Mini Recorder 2.3.0 released

Posted on Mar 6, 2013 in and tagged ,

The new 2.3.0 update brings several major improvements and fixes the known issues.

1. Fixed issues with clipping and repeating sound when recording under the locked screen.
Some phones (especially, the older ones) were affected by this severe bug, which corrupted the audio files when the phone’s screen became locked during the recording. Basically, when the user locks the screen, the Windows Phone operating system goes into the low-power mode. The documentation recommends to pause active foreground processes, stop the timers, etc. Turned out that the IO system became the performance bottleneck once the screen got locked, and the app was unable to properly process the microphone buffer data. Lowering down the auto-save operation frequency allowed to fix this issue.

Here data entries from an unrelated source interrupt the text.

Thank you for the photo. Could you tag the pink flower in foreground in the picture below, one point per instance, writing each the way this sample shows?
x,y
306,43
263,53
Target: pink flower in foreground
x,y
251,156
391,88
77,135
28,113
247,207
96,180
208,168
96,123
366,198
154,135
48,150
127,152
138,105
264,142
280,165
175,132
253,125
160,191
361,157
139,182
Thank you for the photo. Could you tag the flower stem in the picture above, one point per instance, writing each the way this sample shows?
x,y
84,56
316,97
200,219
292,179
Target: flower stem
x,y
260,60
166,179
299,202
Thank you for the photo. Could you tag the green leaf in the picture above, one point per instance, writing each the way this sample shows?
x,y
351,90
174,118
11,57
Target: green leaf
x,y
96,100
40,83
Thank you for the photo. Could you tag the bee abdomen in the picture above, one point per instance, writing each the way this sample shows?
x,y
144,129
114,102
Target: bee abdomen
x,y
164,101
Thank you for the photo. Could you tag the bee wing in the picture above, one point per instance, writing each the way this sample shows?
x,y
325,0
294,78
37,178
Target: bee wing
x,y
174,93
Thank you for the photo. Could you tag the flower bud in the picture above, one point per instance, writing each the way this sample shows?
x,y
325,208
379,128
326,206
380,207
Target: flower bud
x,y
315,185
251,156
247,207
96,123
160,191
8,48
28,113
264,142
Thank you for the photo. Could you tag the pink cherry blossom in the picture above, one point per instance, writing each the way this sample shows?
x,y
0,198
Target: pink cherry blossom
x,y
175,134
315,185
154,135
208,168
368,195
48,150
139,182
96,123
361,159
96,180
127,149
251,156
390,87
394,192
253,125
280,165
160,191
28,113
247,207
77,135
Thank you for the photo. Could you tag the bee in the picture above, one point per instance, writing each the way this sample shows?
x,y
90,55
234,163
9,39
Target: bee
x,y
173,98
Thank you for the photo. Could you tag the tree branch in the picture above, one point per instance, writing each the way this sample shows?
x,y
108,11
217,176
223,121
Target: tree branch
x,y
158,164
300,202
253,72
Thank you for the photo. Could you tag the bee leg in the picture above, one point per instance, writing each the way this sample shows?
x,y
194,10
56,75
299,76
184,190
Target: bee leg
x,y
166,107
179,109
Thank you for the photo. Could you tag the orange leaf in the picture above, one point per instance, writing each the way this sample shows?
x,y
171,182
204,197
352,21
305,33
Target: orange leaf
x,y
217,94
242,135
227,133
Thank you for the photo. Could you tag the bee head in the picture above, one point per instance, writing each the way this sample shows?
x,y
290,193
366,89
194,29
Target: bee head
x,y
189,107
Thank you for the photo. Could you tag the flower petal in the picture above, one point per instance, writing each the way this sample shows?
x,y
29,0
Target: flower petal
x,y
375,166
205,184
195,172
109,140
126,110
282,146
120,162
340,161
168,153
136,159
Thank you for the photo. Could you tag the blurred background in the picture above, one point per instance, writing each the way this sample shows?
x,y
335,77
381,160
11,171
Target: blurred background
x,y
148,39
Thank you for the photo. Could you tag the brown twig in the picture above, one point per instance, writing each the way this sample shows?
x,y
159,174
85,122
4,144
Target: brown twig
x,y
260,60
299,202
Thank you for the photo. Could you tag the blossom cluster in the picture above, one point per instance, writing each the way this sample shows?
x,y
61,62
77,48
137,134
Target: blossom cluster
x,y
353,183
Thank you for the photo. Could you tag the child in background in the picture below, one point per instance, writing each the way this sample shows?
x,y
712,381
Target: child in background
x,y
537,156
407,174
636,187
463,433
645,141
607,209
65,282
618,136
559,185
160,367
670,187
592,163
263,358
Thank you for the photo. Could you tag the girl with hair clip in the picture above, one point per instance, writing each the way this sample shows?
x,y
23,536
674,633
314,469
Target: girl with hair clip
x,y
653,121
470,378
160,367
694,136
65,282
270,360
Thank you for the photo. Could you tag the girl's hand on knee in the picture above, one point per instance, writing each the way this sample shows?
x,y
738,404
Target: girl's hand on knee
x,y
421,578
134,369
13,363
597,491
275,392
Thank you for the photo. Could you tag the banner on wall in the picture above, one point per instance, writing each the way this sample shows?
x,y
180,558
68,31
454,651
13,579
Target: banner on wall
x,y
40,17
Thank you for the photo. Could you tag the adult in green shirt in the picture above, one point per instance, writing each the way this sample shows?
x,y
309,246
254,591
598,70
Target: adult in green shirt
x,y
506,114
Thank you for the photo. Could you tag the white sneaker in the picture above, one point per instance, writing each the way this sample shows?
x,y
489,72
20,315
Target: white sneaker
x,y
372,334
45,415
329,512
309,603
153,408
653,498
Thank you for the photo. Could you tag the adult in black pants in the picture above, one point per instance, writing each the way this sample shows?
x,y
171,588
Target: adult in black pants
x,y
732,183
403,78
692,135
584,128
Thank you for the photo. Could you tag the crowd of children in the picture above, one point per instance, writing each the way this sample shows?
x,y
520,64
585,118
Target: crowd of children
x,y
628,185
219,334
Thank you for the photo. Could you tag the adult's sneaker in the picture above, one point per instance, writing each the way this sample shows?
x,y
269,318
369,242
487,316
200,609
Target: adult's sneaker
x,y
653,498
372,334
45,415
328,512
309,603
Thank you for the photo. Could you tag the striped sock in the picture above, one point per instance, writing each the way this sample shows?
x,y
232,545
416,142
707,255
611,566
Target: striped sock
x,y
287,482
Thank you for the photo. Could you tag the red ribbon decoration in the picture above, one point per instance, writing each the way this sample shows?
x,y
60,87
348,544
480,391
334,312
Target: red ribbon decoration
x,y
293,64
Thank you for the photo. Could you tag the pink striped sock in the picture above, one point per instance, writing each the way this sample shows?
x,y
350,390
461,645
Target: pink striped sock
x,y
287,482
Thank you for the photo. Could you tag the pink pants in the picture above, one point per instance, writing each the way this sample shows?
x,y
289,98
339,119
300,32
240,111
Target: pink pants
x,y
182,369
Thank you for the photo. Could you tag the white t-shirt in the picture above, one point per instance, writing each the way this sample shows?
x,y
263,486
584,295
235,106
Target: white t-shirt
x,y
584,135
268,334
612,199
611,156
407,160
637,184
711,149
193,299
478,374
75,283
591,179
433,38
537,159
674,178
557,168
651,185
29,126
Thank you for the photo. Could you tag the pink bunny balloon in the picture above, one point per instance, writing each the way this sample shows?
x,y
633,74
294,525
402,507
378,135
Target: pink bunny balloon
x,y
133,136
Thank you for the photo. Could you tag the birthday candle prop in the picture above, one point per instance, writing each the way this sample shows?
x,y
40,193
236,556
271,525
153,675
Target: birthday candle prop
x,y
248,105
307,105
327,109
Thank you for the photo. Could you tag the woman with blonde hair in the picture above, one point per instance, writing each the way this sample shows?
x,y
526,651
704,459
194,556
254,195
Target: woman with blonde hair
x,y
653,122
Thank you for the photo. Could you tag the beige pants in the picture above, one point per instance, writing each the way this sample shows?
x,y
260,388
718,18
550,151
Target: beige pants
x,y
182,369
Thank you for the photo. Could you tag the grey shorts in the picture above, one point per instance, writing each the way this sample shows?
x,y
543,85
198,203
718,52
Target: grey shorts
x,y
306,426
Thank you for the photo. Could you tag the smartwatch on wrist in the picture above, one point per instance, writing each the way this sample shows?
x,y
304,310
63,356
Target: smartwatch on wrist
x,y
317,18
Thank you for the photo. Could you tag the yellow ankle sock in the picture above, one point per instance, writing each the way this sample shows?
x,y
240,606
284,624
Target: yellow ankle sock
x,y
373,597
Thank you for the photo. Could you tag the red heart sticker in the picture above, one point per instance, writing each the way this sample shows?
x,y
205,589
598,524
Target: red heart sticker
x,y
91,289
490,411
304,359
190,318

2. Recording is automatically paused when application is deactivated.
If you press the search or the start button while recording, the app will automatically pause itself. And when you return to the app, the recording timer will display the correct duration.

3. Application tries to save the current recording when closing unexpectedly.
Let’s accept it – each and every app has bugs. Sometimes these bugs are not even noticeable, and sometimes they cause the unexpected errors, which crash the app. With the new 2.3.0 version, if such error occurs, Mini Recorder will try to save the currently active recording before closing.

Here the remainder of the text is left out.